The statistics are disheartening. Hate crimes against Jews are growing at an alarming rate—up 14 percent this past year over the previous one—per the latest FBI findings. Meanwhile, awareness of anti-Semitism is going down. In a recent American Jewish Committee survey, 46 percent of U.S. respondents were “not familiar” or had “never heard of” the term anti-Semitism.
Are we that dense? Have we gotten so used to hate that we don’t even recognize it when it bashes us in broad daylight?
Fortunately, enough people are aware—enough to be alarmed at the increasing normalization of anti-Semitism to actually begin to chip at its tendrils, if not its roots.
In October the U.S. State Department sponsored a virtual conference on anti-Semitism, featuring government dignitaries, scholars and the digital community. This month, the Anti-Defamation League sponsored an even more ambitious summit on anti-Semitism and hate, bringing together a host of the brightest minds, most eloquent speakers, religionists, scholars, philanthropists and writers under the virtual banner of “Never Is Now,” a nod to the age-old cry against all forms of hatred and persecution: “Never Again.”
One current ran through the videos and virtual talks, and that was that the time of wringing our hands and bewailing the unfairness—the bestial depths, the shameful and cowardly acts of hatred—has long since passed. We’ve already taken that train and it has led nowhere. The common thread now is the call for real, doable solutions.
Have we gotten so used to hate that we don’t even recognize it when it bashes us in broad daylight?

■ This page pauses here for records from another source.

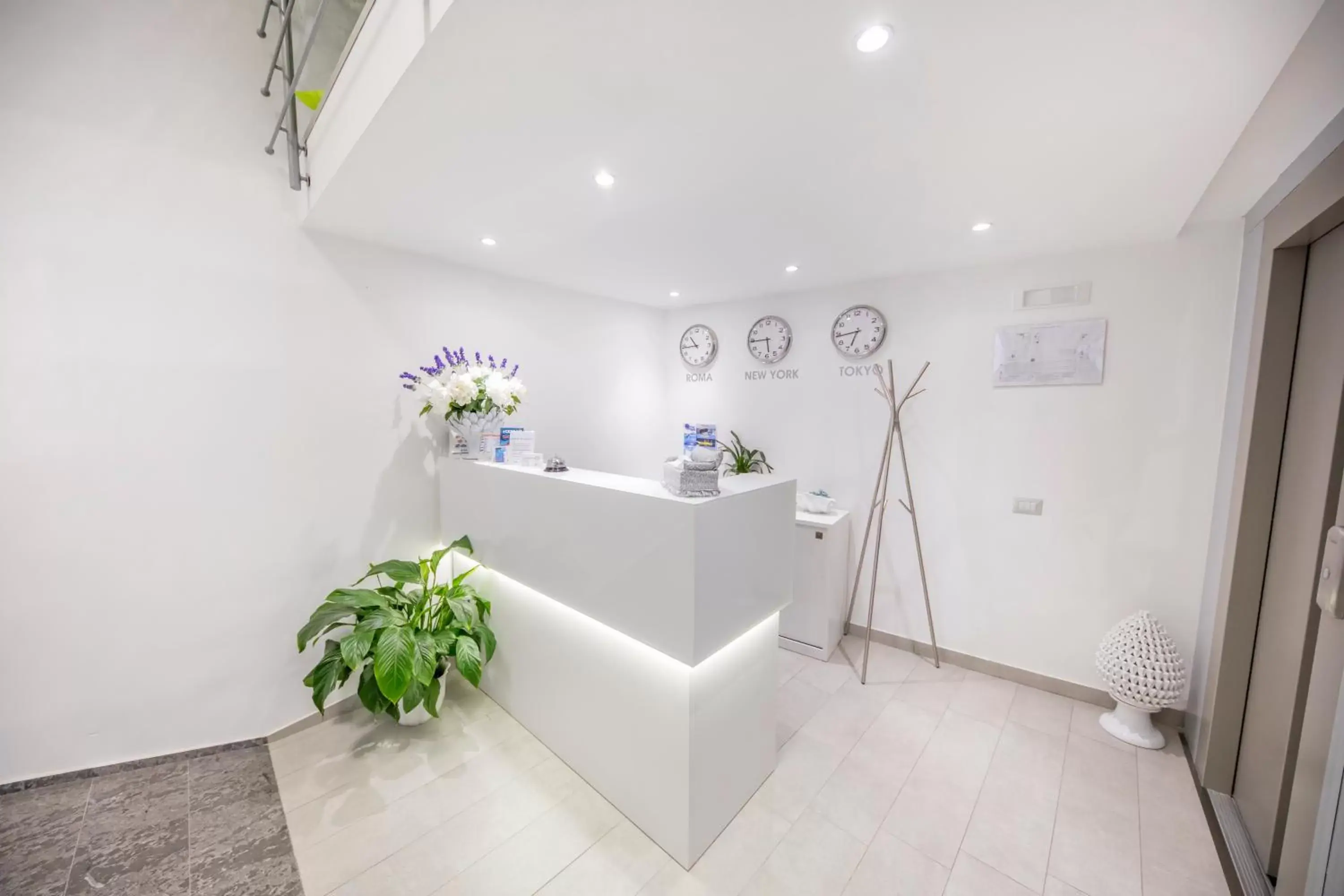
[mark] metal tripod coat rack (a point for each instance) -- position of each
(878, 511)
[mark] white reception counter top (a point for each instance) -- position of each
(636, 629)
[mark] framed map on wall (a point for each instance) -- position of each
(1060, 354)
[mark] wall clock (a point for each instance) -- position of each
(859, 331)
(769, 339)
(699, 346)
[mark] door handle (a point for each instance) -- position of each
(1332, 570)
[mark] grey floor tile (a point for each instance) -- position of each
(132, 800)
(135, 835)
(240, 843)
(39, 832)
(132, 862)
(232, 777)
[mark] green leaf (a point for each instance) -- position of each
(486, 638)
(426, 657)
(396, 570)
(394, 661)
(461, 610)
(369, 692)
(470, 659)
(413, 696)
(326, 675)
(359, 598)
(355, 645)
(432, 696)
(385, 618)
(324, 614)
(445, 641)
(463, 544)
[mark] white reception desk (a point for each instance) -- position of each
(638, 632)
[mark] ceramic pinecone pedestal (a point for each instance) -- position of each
(1144, 673)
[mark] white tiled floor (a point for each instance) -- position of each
(922, 782)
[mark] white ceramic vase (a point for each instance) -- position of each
(471, 426)
(1144, 672)
(420, 715)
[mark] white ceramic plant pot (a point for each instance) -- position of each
(471, 428)
(420, 715)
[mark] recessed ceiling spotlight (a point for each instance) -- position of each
(874, 38)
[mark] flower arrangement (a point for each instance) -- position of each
(456, 386)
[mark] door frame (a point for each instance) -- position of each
(1264, 346)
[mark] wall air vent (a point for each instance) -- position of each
(1053, 297)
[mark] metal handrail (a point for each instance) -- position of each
(292, 81)
(283, 61)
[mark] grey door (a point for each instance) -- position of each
(1307, 504)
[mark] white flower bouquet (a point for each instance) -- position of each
(456, 388)
(470, 396)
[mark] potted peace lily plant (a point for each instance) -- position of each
(401, 637)
(472, 397)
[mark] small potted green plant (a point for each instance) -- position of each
(738, 458)
(401, 637)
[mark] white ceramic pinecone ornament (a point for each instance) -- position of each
(1143, 672)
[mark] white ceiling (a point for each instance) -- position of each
(750, 135)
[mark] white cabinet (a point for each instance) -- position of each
(814, 622)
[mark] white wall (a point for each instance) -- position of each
(201, 425)
(1125, 468)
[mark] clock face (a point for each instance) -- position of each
(859, 331)
(699, 346)
(769, 339)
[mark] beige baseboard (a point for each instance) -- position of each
(1072, 689)
(338, 708)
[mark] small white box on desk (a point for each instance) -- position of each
(814, 622)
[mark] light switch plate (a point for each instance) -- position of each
(1031, 507)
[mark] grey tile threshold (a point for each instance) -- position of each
(81, 774)
(1172, 718)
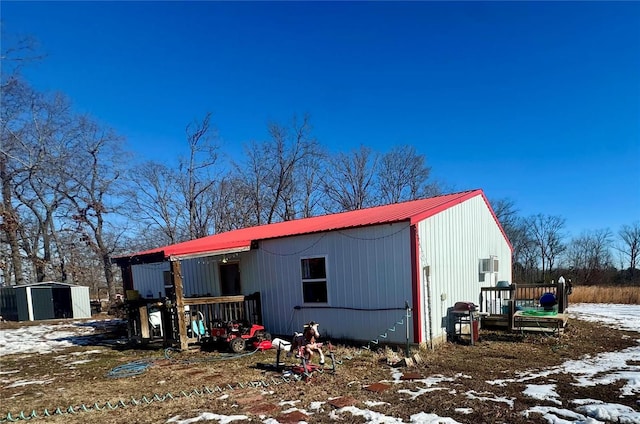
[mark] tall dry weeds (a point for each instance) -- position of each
(605, 294)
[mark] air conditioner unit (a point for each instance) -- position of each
(488, 265)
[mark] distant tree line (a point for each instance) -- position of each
(73, 196)
(542, 251)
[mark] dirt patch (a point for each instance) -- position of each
(211, 382)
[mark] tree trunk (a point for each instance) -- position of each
(10, 224)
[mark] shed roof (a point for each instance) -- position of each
(47, 284)
(241, 239)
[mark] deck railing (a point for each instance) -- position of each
(498, 304)
(141, 326)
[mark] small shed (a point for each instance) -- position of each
(353, 272)
(45, 300)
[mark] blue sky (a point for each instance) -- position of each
(537, 102)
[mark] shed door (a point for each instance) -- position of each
(42, 303)
(230, 279)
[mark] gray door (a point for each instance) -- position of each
(42, 303)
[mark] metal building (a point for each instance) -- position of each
(353, 272)
(45, 300)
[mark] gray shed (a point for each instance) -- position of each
(46, 300)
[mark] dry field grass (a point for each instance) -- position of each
(606, 294)
(499, 355)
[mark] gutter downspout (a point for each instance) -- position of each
(415, 286)
(427, 280)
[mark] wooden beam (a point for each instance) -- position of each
(176, 278)
(144, 321)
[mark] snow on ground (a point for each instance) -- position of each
(46, 338)
(605, 368)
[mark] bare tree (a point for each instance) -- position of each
(279, 174)
(349, 182)
(154, 199)
(198, 180)
(545, 231)
(92, 188)
(402, 175)
(630, 249)
(589, 255)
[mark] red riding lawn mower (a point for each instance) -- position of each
(238, 334)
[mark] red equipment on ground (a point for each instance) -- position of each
(237, 334)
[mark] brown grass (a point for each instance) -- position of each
(498, 355)
(605, 294)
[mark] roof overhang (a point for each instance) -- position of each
(221, 252)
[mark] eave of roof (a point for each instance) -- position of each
(241, 239)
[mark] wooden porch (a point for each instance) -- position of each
(174, 319)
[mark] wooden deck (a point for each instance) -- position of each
(501, 307)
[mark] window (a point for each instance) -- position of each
(314, 280)
(489, 265)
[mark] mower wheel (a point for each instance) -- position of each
(237, 345)
(263, 335)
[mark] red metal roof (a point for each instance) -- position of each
(241, 239)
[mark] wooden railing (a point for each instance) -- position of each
(211, 309)
(500, 303)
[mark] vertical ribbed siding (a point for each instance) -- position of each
(452, 244)
(367, 268)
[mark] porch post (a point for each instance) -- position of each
(176, 278)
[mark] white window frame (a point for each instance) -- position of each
(315, 280)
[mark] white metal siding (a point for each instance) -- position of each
(452, 243)
(80, 303)
(367, 268)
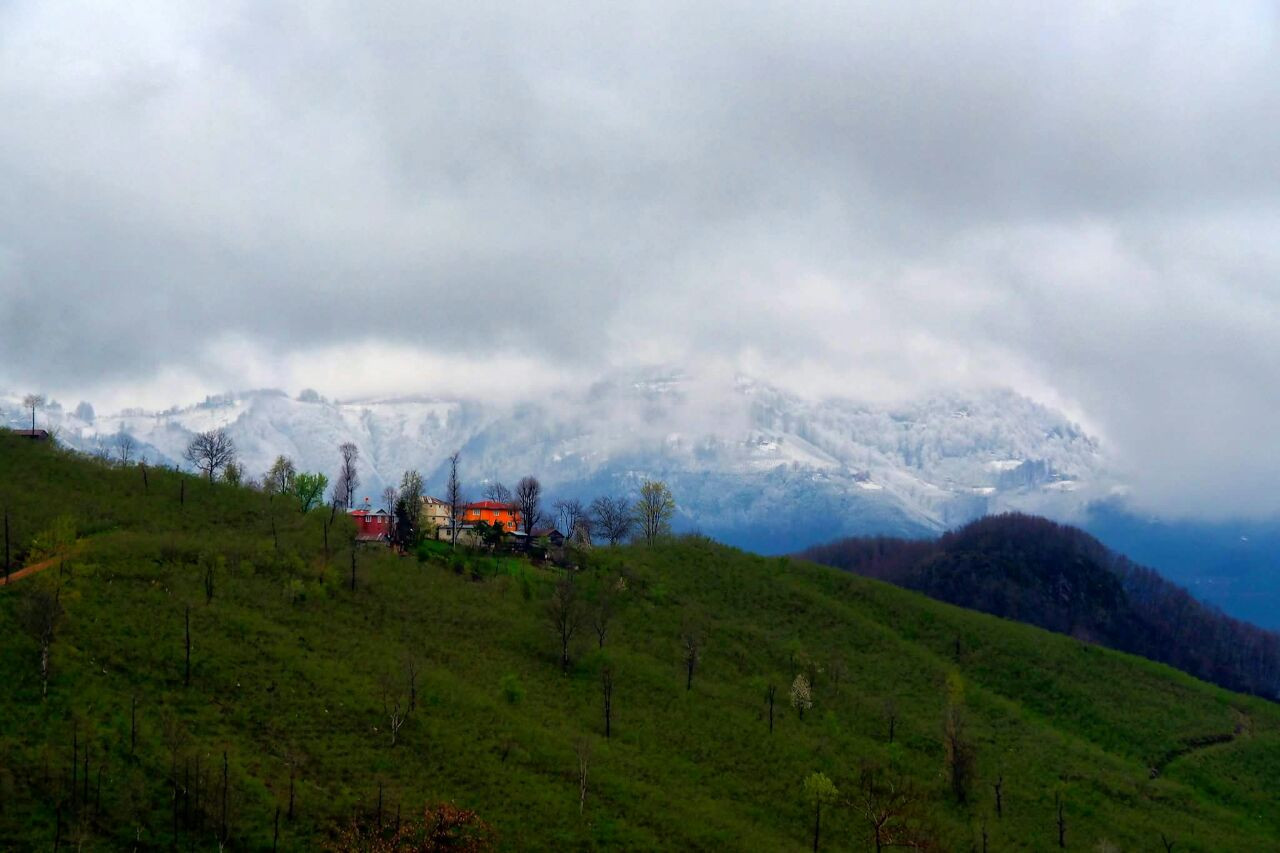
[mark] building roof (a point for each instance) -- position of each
(489, 505)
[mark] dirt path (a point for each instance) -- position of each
(1243, 725)
(32, 569)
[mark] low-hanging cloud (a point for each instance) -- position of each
(873, 200)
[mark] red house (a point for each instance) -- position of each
(373, 525)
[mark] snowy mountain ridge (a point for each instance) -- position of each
(748, 463)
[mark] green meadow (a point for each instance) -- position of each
(333, 685)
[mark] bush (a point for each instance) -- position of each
(512, 689)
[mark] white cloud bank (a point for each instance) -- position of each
(859, 199)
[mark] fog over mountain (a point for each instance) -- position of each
(749, 463)
(887, 203)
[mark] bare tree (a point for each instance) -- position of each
(124, 447)
(565, 612)
(654, 510)
(455, 498)
(33, 402)
(1061, 820)
(583, 748)
(570, 515)
(40, 614)
(960, 758)
(691, 643)
(233, 474)
(279, 478)
(210, 451)
(529, 495)
(498, 493)
(607, 696)
(888, 807)
(411, 489)
(602, 616)
(396, 707)
(613, 518)
(348, 477)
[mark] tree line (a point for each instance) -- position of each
(608, 518)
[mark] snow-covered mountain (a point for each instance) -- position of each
(748, 463)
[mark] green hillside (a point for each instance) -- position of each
(292, 676)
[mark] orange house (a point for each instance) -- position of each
(492, 512)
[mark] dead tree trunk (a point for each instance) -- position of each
(607, 690)
(223, 828)
(1061, 822)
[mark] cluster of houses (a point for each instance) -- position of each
(437, 521)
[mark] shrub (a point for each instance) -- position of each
(512, 689)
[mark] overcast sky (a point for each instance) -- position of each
(877, 200)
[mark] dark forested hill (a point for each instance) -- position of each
(1060, 578)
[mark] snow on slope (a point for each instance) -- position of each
(749, 463)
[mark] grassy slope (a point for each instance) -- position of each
(288, 662)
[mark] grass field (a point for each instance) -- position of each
(292, 676)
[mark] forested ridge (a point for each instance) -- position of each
(1060, 578)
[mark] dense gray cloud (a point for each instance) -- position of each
(876, 200)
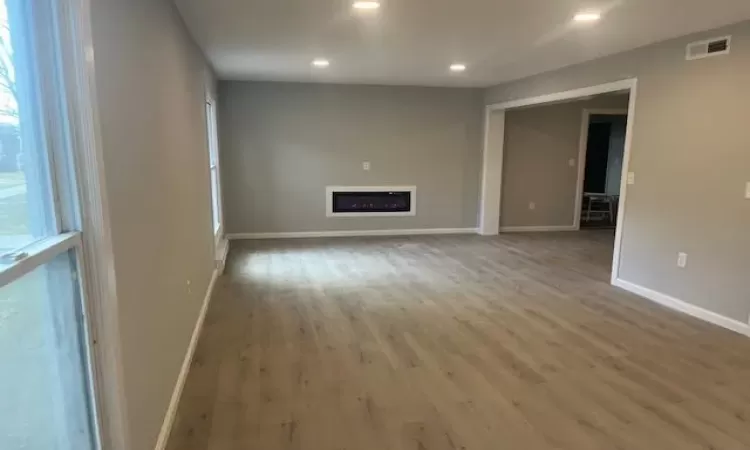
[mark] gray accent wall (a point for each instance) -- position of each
(283, 143)
(691, 158)
(151, 82)
(539, 143)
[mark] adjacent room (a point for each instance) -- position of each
(234, 225)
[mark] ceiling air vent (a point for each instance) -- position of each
(709, 47)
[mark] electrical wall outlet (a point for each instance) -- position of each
(682, 260)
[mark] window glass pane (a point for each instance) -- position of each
(26, 205)
(216, 207)
(44, 401)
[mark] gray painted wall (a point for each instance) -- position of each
(151, 81)
(283, 143)
(616, 154)
(691, 157)
(539, 143)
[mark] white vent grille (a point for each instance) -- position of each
(709, 47)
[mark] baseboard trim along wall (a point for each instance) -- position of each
(169, 418)
(350, 233)
(536, 229)
(684, 307)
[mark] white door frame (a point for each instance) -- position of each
(583, 152)
(494, 141)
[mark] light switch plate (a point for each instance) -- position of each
(682, 260)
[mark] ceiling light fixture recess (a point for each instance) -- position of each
(370, 5)
(587, 16)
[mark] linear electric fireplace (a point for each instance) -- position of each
(372, 201)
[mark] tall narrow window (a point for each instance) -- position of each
(45, 394)
(213, 151)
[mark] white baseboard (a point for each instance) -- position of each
(351, 233)
(684, 307)
(221, 255)
(166, 429)
(536, 229)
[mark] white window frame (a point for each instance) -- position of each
(212, 136)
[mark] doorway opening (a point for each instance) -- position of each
(602, 155)
(557, 162)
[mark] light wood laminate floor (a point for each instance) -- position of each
(454, 343)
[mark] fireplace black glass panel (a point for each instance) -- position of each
(367, 202)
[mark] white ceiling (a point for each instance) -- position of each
(414, 41)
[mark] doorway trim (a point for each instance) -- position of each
(494, 141)
(583, 153)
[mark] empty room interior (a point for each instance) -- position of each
(374, 225)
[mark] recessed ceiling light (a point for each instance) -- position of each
(587, 16)
(366, 5)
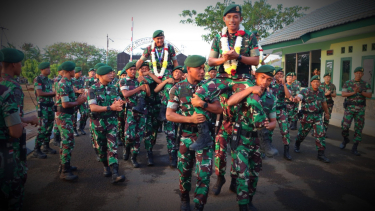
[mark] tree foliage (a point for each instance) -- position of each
(257, 15)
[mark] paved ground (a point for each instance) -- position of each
(347, 183)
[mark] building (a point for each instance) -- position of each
(336, 38)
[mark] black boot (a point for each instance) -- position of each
(296, 146)
(251, 206)
(150, 158)
(218, 185)
(198, 207)
(127, 153)
(204, 138)
(47, 149)
(322, 157)
(56, 140)
(75, 132)
(354, 149)
(39, 154)
(115, 176)
(286, 153)
(233, 185)
(141, 106)
(185, 202)
(66, 173)
(343, 144)
(163, 110)
(134, 161)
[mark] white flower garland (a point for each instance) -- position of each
(230, 66)
(154, 62)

A Jewish UK Labor Party member urged others of her party to confront the rampant anti-Semitism in its ranks.
The CEO of the Center of Countering Digital Hate pointed with pride at the hate platforms his group had successfully shut down—not by appealing to any sense of decency or conscience on the part of the major social networks, but by going around them and speaking directly to the sponsors of these sites, the money sources, showing them their association with hate and getting them to withdraw support.
Three experts, one from the UK, one from the U.S., and one from Israel, offered compelling evidence that the “new” digital hate is not confined to one political or ideological spectrum but can be found at the extreme ends, right and left, of the political gamut.
The new demand in silencing hatred is no longer “Bring them to justice!” nor even “Pass new laws!” but rather “De-platform malevolent actors!”
It’s a new age, and as one speaker put it, there’s “a new physics of hate, calling for new tactics.”
The rabbis of old debated long and bitterly on the question what is stronger: Good or Evil? before reaching a stalemate on the issue. But they observed that, though Evil often overwhelms us and darkens the Earth, the saving factor is that Love is greater than Hate. That is what enables Good to triumph over the shadows in the end.
The voices offering not dismay but actual solutions kindle the lamps of hope this Hanukkah season.